10 Ekim 2011

yaz bitti!

Havalar iyice soğumadan yaza ait aklımda kalan güzel şeyler burada olsun istiyorum. Yılın bu dönemi benim için her zaman olduğu gibi yazla vedalaşamamakla geçiyor. Çorap giymemek için ısrar etmek, ince hırkalardan daha kalın bir şeyleri reddetmek hep Ekim başının işaretleri. 

Cuma günü Gizem evlendi. Şimdi sıcacık bir ülkede. Her şey değişiyor, değişiyor, değişiyor. Hem de öyle hızlı ki, artık zaman zaman kendimi olaylara dışardan bakarken buluyorum. Artık biraz yavaşlasın mı? Günlerimin farkına varabilmek istiyorum.

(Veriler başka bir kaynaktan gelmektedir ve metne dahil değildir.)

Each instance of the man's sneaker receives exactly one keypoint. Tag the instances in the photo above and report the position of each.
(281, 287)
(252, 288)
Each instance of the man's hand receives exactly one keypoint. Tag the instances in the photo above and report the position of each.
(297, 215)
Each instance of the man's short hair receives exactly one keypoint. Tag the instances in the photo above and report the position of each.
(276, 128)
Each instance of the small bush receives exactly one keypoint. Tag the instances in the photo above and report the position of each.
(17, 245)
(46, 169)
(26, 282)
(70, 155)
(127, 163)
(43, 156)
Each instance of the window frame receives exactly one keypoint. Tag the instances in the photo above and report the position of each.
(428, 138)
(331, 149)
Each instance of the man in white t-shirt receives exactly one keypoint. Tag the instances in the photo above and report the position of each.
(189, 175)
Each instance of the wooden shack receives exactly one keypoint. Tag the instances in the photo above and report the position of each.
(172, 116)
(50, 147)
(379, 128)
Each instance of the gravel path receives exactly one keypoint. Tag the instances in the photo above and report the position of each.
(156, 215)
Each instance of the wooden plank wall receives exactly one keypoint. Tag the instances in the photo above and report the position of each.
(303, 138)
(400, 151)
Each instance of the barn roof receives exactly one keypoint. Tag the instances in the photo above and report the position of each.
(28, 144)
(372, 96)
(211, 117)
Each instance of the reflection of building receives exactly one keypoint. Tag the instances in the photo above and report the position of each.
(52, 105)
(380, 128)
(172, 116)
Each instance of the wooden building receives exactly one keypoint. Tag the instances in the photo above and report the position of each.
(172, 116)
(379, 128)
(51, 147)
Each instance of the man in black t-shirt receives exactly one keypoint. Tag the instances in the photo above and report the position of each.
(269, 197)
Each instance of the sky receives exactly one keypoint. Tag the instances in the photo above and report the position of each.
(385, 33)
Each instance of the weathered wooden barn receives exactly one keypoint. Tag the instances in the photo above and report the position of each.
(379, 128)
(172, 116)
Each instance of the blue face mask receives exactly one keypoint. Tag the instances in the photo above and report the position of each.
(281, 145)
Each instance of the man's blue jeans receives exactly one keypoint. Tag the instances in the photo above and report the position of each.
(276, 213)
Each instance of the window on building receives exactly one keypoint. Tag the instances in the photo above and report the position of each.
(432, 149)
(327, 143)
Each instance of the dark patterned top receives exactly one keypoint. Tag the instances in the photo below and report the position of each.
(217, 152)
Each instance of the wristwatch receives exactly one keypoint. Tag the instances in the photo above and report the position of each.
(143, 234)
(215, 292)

Belki de bu yüzden çok iyi geliyor yaz fotoğraflarına bakmak. Çünkü yaz yavaş. Dakikalarını anlıyorsun, hayat değil sen yaşıyorsun gününü.
Hımmm. Bişeyler beni düşündürünce mutlu oluyorum. Ben günümün yüzde doksanında öylesine şeylerle uğraşırken (kalan yüzde onunda atom çekirdeğini bölüyorum) insanlar kafa yoruyorlar, dünyayı değiştirebileceklerine inanıyorlar. Ben genelde saçımı yapmaya üşeniyorum.
 Mesela sıfır kilo ağırlığındaki kediler de hayatın anlamı olabilir. Çok ciddiyim!
Denizden gelip ıslak mayoyla sandalye minderine oturmak ya da oturmamak. İşte büyüdüğünü böyle anlayabilirsin.
Türk kahveleri bile gülümsüyor, bu hafta belki de güzel geçer.

5 yorum:

Adsız dedi ki...

Yazlık fotografların içimi açtı Ayşe.. ;)

Gulcin dedi ki...

ne guzel fotograflar bizim gibi yaza veda edemeyenler icin. cok iyi geldi cok :)

pelinpembesi dedi ki...

son yaz fotoları, ne güzel :)

havas06 dedi ki...

Ben kedim Dingil'in ağırlığını önce beraber tartılıp sonra kendim tartılarak buluyorum.. Bi nevi kendimi dara olarak kullanıyorum :) bu arada tabiki dört ayaklı canlılar gayet güzel hayatın anlamı olabiliyor.. Sabah evden çıkarken resmen zorla ayrılıyorum, sonra işte de özlüyorum :)

tage dedi ki...

Türk Kahvesi fotoğrafı çok güzel. Beğendim.